Peripancreatic arteries pseudoaneurysms are rare entities. Pancreatitis is the most common etiology, followed by abdominal trauma and iatrogenic causes [3]. SAP is the most frequent because of the proximity of the splenic artery to the pancreas. But SAPs are far less common than true aneurysms of the splenic artery [4]. Other arteries that may be affected are the: gastroduodenal, pancreaticoduodenal, hepatic, and left gastric arteries [5]. In true aneurysms, the wall is composed of intima, media, and adventitia. In comparison, pseudoaneurysms have a thin wall [6] containing only intima and media, which explains their higher risk of spontaneous rupture and their higher mortality rate [7]. There is no correlation between the size of a pseudoaneurysm and rupture in the literature [3]. The mechanisms that lead to pseudoaneurysm formation include peripancreatic inflammation and enzymatic autodigestion of the arterial wall or a pancreatic pseudocyst eroding into a visceral artery, thus converting the pseudocyst into a large pseudoaneurysm [8].

The mechanism for the SAP in the case of our patient is thought to be secondary to the abdominal trauma that occurred three years ago. Biopsy taken from the wall of the cyst showed no epithelium and confirmed that it was a pseudocyst. We formulated the retrospective hypothesis that abdominal trauma caused undetected pancreatitis and subsequently the pseudocyst formation. As the lesion was adjacent to the branch of the splenic artery, we think that chronic erosion led to SAP formation.

The diagnosis of SAP is difficult in the presence of pancreatic pseudocyst because the CT scan of the abdomen may miss small pseudoaneurysms. Abdominal CT angiography is more efficient to establish a definitive diagnosis when the suspicion of SAP is high [9]. The combination of pancreatic pseudocysts and pseudoaneurysms is difficult to manage and is responsible for high morbidity and mortality [7]. Indeed, pancreatic pseudocysts may cause major vessel erosion with pseudoaneurysm formation which may result in severe bleeding into the peritoneal cavity or the retroperitoneum [10]. The mortality rate of untreated patients with bleeding pseudoaneurysms is between 90% and 100% and even with aggressive treatment, the mortality is between 18% and 29% [7].
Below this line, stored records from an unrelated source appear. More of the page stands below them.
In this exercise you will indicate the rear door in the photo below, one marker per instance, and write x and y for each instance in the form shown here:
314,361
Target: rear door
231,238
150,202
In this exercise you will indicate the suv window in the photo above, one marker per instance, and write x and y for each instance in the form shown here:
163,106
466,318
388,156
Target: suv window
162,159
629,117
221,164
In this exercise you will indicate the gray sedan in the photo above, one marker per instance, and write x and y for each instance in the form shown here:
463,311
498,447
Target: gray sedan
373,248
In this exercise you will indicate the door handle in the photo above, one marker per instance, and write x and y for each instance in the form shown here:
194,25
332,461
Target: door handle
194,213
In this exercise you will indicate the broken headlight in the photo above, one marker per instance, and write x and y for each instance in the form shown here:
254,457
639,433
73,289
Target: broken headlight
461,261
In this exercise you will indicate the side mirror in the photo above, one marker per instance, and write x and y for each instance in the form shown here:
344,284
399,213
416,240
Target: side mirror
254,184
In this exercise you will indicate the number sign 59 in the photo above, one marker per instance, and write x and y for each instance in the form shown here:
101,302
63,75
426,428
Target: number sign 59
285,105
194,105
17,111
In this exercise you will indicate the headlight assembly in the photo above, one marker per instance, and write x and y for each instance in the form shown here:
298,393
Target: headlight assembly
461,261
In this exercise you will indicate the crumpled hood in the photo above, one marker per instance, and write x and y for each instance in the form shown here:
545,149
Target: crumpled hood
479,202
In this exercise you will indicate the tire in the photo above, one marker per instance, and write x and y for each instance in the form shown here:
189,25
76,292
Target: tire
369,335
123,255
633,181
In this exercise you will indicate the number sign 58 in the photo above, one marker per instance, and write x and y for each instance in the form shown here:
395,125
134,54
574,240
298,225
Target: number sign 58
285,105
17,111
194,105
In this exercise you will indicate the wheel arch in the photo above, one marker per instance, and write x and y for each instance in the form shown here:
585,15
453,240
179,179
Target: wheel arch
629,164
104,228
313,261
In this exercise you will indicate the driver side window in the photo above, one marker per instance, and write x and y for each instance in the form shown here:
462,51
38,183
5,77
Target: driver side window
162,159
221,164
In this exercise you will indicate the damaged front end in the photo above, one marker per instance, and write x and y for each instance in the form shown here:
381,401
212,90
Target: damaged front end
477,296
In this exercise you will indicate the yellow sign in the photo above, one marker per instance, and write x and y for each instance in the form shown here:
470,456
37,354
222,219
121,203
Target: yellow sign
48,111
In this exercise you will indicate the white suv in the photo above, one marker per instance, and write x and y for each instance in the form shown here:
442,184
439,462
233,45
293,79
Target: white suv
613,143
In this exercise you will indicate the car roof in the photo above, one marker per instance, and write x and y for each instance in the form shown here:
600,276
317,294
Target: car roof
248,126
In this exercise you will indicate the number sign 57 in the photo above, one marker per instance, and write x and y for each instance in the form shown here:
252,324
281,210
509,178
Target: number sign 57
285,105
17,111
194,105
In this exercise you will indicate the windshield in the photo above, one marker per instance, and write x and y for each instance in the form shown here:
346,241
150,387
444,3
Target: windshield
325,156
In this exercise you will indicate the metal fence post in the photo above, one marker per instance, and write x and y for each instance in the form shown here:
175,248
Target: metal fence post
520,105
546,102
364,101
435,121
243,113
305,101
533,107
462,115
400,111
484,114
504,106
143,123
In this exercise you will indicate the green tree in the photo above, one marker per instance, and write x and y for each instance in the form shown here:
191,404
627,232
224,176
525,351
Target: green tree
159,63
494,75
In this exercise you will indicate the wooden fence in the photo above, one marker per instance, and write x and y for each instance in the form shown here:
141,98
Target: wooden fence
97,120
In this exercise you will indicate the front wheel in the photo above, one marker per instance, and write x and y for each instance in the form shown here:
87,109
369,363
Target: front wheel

The traditional approach to the treatment of pancreatic pseudoaneurysms has been surgery. Traditional open surgery either splenectomy with or without distal pancreatectomy, or splenic artery ligation, and SAP resection were the main forms of treatment. Over the past three decades, with improvement in interventional radiology, endovascular therapy has become the accepted and preferred treatment modality in hemodynamically stable patients [4]. Indeed, a number of reports describe the successful resolution of bleeding pseudoaneurysm with angioembolization [8], which is recommended as the initial therapy for hemodynamically stable patients. In our case, since the patient was never really stable due to massive bleeding, the surgical team opted for traditional open surgery with splenic artery ligation and splenectomy. However, surgery should be reserved for hemodynamically unstable patients with active bleeding; for failed embolization; and for other secondary complications such as infection or extrinsic compression [7].

Conclusions

Splenic artery pseudoaneurysms are at higher risk for spontaneous rupture and significant morbidity in comparison with true aneurysms. Our patient presented a hemorrhagic shock due to the rupture of SAP, three years after an unexplored abdominal trauma complicated by a pancreatic pseudocyst. The combination of SAP and pancreatic pseudocysts is rare and difficult to manage. The SAP rupture needs to be promptly detected and managed, given its high mortality rate if untreated. Minimal invasive procedures like angioembolization are to be attempted before the major invasive surgical procedure once the patient is hemodynamically stabilized. However, the surgery has its own role in unstable patients with active bleeding.